Então chegou a fazer esse tratamento?
Sim, fizeram, mas não deu resultado. As dores continuaram.

Qual é o próximo passo?
É continuar a fazer quimioterapia. Fazer novos exames e ver como é que está a situação do cancro do pâncreas, e não sei se eles querem operar-me de novo…

Mas sente-se em condições de se submeter a uma intervenção cirúrgica?
Não, agora acho que ficava na maca na sala de operações. Mas os médicos é que sabem. Eu confio neles.

Como é que a Jô está a viver esta fase da sua vida?
Não posso estar a mentir. Quero mostrar às pessoas que tenho força e quero aconselhar as pessoas a irem à luta, mas sinto-me muito, muito em baixo. Estou cheia de dores, enroscada aqui na cama. Tenho de ter ajuda quase para tudo. Depois, pode ser que melhore… Por exemplo, ontem [dia 28 de janeiro] terminei a quimioterapia que estava a fazer aqui em casa. Foram três semanas. Devia ter melhorado, mas não sei o que é que me deu. Espero que amanhã esteja melhor. Depois tenho de ir fazer análises e na segunda-feira [dia 4 de fevereiro] é que os médicos me vão dizer o que é que vão decidir. O que é que eu posso fazer?… Eles é que vão decidir se tenho de ficar internada. Os médicos quiseram dar-me esta quimioterapia porque foi a única que, para a altura da operação, ajudou a diminuir o tumor e a isolar um pouco os tecidos à volta. Esta, pelos vistos, fez efeito! Mas deixa-me de rastos. É horrível! Não tenho forças para nada, para nada…
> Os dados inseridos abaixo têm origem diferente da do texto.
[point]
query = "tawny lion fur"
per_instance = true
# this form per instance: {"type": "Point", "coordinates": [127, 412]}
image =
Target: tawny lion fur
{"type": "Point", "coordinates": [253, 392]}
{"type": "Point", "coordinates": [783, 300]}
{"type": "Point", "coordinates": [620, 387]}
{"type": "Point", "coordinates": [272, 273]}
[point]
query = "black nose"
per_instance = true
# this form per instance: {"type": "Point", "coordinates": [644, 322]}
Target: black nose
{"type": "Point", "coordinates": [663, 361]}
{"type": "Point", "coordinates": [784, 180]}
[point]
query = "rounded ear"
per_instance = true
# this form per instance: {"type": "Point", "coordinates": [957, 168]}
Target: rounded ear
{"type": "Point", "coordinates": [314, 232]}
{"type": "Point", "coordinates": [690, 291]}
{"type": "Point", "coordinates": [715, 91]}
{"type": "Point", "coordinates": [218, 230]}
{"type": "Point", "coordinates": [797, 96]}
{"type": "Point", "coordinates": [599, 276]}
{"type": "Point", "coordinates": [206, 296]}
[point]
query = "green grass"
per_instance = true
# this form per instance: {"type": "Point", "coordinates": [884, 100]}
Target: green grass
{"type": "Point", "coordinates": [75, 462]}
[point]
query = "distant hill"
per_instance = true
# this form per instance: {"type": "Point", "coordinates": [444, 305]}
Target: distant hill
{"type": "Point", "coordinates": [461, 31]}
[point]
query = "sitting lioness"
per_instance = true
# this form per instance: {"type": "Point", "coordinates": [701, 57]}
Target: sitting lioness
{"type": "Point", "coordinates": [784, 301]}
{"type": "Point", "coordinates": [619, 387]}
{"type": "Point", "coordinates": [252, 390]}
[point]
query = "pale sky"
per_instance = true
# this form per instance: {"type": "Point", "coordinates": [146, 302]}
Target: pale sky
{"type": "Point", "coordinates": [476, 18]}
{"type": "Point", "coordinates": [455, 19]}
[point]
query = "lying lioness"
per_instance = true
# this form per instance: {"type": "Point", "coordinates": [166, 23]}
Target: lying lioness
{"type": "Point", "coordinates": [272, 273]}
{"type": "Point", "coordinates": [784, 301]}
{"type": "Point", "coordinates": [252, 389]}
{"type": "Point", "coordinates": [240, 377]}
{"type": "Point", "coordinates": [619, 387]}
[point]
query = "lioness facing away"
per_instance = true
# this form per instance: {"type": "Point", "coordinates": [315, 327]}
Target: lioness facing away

Tem de continuar a ter esperança…
Sim, se Deus quiser.

Acredita que os médicos vão encontrar uma solução?
Eles, coitados, fartam-se de me enviar emails com nomes de medicamentos. Eu tomo a medicação que eles mandam, mas depois ainda fico pior. Como também não como nada, o estômago também não aguenta. Tem sido um caos! Por isso é que os médicos querem internar-me, para me orientarem melhor.